第61回 : 東武美術館の閉館(2000年1月25日)

昨年の2月、池袋にあったセゾン美術館がクローズしました。あれからやっと1年経つかどうかというところです。ところがきのう(1月24日)、東武美術館が来年3月をもって閉館(!!)するとのニュースが流れました。この美術館も池袋にあるんです。美術館も冬の時代を迎えているようで、このほかにも昨年は新宿にあった三越美術館が閉まりましたし、山種美術館がより狭いスペース(!)に移転したのもここ1、2年のこと。実は今回の東武美術館も、消息通のあいだでは「危ないらしい」と知られていた気配があります。さいきん、このことをそっと教えてくれる人がいました・・・。

池袋駅の東口では、先に閉館したセゾン美術館が現代美術中心に企画展を展開してきましたが、一方西口では東武美術館がどちらかというとオーソドックスな路線を歩み、美術ファンを楽しませてきました。セゾンは徹底して企画展専門のいわば貸し小屋に徹しましたが、東武はというと、常設展ができるようになることに美術館のレゾン・デートルを見出し、ドーミエの版画を収集していたのを読んだことがあります。事実、ここ2〜3年、年に1回の割でドーミエの版画展を実施してきました。

1992年にオープンしたこの美術館は、はじめの5年間、「エルミタージュ美術館展」を催しました。名画が毎年やってくるので楽しみに次の会を待ったものです。その後も、印象に残る展覧会がいくつもありました。「ゲルニカへの道」と題するピカソの展覧会など、その最たるものの一つです。そう、ブリューゲル展も忘れられません。ヨーロッパ美術と違った視点も一方でもち、インドやチベットの仏教芸術の展覧会も行ないました。

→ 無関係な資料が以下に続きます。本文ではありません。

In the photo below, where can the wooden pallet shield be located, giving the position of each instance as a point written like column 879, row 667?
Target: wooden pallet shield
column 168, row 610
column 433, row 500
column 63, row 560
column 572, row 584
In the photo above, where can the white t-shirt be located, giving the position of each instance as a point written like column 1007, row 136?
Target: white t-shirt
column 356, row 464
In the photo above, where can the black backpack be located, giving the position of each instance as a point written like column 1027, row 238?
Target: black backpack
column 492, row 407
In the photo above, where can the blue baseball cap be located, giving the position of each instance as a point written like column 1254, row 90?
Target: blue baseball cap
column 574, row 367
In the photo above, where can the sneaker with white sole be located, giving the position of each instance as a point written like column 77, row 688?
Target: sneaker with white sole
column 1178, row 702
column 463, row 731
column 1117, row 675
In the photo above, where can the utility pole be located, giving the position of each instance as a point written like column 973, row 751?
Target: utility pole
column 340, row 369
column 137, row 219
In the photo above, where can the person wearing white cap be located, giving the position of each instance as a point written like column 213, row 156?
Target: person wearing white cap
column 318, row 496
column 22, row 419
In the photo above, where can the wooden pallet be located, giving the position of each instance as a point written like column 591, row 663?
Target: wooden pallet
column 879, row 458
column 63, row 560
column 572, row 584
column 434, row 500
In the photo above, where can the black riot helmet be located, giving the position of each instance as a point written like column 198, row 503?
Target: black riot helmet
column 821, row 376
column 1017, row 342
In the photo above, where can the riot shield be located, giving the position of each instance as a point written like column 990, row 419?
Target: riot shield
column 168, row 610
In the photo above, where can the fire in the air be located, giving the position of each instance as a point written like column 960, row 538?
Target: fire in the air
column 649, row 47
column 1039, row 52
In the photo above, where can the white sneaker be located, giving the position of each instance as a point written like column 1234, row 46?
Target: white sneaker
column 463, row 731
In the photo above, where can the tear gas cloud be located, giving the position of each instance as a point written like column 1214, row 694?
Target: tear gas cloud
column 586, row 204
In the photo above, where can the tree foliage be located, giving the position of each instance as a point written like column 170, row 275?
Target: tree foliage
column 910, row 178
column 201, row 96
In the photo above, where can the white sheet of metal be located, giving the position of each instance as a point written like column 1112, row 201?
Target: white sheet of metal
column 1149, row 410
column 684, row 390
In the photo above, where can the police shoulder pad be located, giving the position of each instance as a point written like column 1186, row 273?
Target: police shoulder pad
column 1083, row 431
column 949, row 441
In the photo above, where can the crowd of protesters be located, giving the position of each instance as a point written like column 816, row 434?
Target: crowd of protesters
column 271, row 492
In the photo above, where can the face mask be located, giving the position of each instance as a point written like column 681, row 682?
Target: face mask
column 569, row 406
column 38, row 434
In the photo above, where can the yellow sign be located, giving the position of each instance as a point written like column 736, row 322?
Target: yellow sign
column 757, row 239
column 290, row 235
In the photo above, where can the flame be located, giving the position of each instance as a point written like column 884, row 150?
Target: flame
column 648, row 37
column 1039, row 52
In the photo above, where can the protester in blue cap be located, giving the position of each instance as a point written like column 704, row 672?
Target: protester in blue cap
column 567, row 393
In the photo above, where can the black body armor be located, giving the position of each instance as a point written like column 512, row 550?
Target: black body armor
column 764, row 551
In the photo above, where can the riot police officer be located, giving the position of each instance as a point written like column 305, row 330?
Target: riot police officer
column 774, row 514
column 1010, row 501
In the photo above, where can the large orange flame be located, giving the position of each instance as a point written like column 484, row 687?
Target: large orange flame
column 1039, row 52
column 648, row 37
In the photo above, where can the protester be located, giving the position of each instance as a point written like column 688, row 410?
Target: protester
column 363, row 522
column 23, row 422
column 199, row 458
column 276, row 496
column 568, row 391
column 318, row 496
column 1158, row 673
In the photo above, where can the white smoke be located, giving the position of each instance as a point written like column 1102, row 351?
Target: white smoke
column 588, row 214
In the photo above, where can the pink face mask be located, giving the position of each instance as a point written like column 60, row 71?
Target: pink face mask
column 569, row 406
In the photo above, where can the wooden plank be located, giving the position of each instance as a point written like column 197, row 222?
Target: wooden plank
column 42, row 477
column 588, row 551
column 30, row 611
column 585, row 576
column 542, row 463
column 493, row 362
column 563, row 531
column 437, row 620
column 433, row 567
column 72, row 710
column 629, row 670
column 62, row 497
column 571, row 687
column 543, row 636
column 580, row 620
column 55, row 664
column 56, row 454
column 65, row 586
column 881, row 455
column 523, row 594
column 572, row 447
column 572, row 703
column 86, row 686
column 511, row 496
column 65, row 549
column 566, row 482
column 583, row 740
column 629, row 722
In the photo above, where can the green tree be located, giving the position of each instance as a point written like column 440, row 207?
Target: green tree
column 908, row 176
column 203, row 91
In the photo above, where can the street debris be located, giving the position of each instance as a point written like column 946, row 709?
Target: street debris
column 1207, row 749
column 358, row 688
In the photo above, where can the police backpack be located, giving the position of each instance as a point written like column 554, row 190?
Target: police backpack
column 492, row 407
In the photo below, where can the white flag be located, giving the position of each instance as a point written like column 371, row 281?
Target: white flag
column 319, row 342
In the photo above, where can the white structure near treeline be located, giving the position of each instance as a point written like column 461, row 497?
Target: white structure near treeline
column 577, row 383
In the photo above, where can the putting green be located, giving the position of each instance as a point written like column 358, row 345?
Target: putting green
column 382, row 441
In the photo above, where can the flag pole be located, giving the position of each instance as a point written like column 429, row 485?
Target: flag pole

これも記憶に残っています。しかし、最近の企画をみると、一時のエネルギーはどこへ行ったのだろうと思わせる面もあって気になっていました。

昨日の新聞によれば、東武美術館は百貨店・電鉄系の美術館の中では唯一、国宝や重要文化財を公開できる施設だったということです。私は大学を卒業して以来、長いこと美術館から遠ざかっていましたが、実はここができたことが、再び美術館に足を運ぶ(しかも、以前よりも多く)きっかけを作ってくれました。丸10年も持たずにクローズするのは、何とも口惜しい気持ちでいっぱいです。

私自身は足の便がいい池袋から、短期間のうちに二つも美術館が消え行くことにショックを受けているのですが、この先、国立の美術館が巷間言われるように独立法人化の道を辿っていくようなことにでもなれば、私たちが日本にいながらにして良質のヨーロッパ美術に接する機会がますます狭められていくことになるのではないでしょうか。そんな不安を増大させるニュースでもあるような気がして、なんとかならないのかなぁ、という気持ちがぬぐえません。